In its supplementary analysis, the Department of Prime Minister and Cabinet shows the working behind the decisions on the structure of a Māori Health Authority. What the officials have decided on is a new type of entity with some of the same mechanisms as organisations set up under the Crown Entities Act 2004. This makes it kind of, sort of independent – but decisions ultimately sit with the government. For example, while it provides for a Māori perspective to be taken into account, the decisions on board appointments (and firing the board) all sit with the minister of health. Other options were looked at, including seting up an entirely new type of entity with more Māori control. Officials ranked this as not reflecting te Tiriti partnership and accountability because “it would give the Crown little assurance about the capability of board members to discharge their functions”. To me, this says the Crown is protecting its own interests above its te Tiriti commitments and it is something I hope Māori give lots of feedback on in select committee.

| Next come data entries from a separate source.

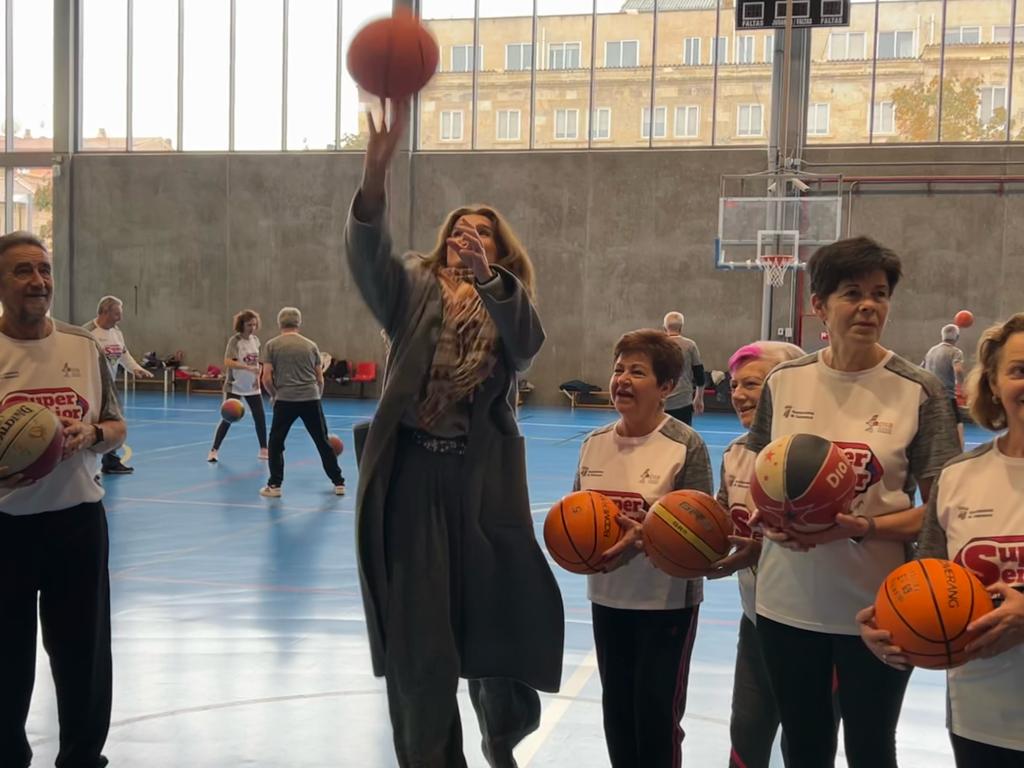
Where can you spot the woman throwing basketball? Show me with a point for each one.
(644, 620)
(895, 425)
(975, 516)
(454, 582)
(242, 379)
(755, 716)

In a short summary it is impossible to cover everything in the bill, but my assessment is that since the devil is in the details we still need to get our hands on more information to know for sure whether the Māori Health Authority is set up to achieve Māori aspirations. And, if our newfound ability to do rapid vaccine-equity analysis has taught us anything, we need a system level response that allows us to achieve and properly invest in Māori health approaches.
Again, I’ll leave it to the Waitangi Tribunal to find words where I fail:
“Māori should be able to design the governance arrangement for the authority themselves, and then implement it so that the authority is governed by and accountable to Māori. We are confident that a reasonable governance arrangement for this Crown entity that upholds tino rangatiratanga is attainable. If the Crown supports the establishment of the Authority but fails to fully uphold and empower tino rangatiratanga, the Crown will be acting inconsistently with its Treaty obligation.”